In order for companies to obtain economic resources from the acquisition, financing and management of investments, they must necessarily apply various strategies that are part of Corporate Finance. With this, they will have the opportunity to develop productive projects, maintain their operation and grow.
How to apply Corporate Finance?
In the book Corporate Finance (2017), the Spanish economist Salvador Durbán Oliva explains that to apply this discipline, two basic concepts must be considered: real assets and financial assets. The former are the goods and rights—furniture, infrastructure, equipment, patents and brands—that are investments by companies. The latter are the documents—titles, loans or shares—that indicate the ownership of real assets.
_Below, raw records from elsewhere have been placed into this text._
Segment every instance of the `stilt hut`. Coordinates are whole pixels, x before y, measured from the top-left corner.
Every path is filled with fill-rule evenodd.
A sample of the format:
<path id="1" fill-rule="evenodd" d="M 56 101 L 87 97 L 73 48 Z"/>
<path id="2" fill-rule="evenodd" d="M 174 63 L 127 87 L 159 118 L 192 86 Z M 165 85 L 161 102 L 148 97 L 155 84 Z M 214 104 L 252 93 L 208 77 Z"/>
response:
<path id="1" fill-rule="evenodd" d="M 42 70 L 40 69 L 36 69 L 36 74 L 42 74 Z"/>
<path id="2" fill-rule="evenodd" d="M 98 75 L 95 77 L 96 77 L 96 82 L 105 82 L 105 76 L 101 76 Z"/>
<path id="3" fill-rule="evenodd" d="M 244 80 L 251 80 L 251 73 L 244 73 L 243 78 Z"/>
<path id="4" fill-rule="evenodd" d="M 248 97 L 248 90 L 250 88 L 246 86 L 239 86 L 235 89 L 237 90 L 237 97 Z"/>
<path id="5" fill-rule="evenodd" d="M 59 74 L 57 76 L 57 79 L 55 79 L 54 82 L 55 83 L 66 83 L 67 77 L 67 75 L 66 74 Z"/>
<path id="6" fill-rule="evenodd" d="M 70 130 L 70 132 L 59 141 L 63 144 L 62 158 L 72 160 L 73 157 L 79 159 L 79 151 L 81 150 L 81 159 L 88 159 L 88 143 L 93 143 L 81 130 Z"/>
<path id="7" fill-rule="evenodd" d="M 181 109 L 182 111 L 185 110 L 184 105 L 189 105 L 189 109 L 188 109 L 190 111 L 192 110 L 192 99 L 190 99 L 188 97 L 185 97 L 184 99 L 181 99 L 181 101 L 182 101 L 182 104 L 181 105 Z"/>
Considering the real and financial assets of the organization, it is possible to carry out a series of actions that allow applying Corporate Finance with an informed perspective . Therefore, it is necessary to include various procedures to give continuity to the business, such as those described below:
Compliance management
Companies must establish rules to stimulate their financial activities, which directly affect the operating environment. This is achieved by addressing debts and customer obligations, as a strategy to optimize constant income. In this way, the possibility of having low liquidity can be reduced.
Valuation of investments
The main objective is to reduce risk and ensure profitability in operations. To cpa email list make good investment decisions , the company must be evaluated to know what it is looking for, through the analysis of debts and models to create value with investment projects, as well as internal and external risk analyses, among others.
Evaluating profitability
It is essential to pay attention to sales projections, investment, costs and expenses, and monthly cash flow. With this, the financial and economic viability of the company can be assessed, to ensure its balance and return on investment. To achieve this, processes, products or services that do not provide advantages are eliminated or restructured.
Risk management
The aim of this activity is to measure risks, developing and applying strategies that allow them to be managed. It focuses on what can be covered through the financial instruments exchanged, such as interest rates, exchange rates and share prices. Risk management is very important for intervention in the Treasury area.
Management of liabilities and assets
Assets (properties, rights and inventory) that can be invested to generate cash flow must be properly managed, as well as liabilities (obligations and debts) that must be covered in a timely manner. In this way, a broad view of the financial risks of investments, internal movements and the market is obtained.
Using leverage
It is essential for Corporate Finance to have the techniques that allow multiplying profits through leverage . This strategy can be carried out by borrowing money, buying fixed assets or using derivatives, which means a change in income to obtain better benefits.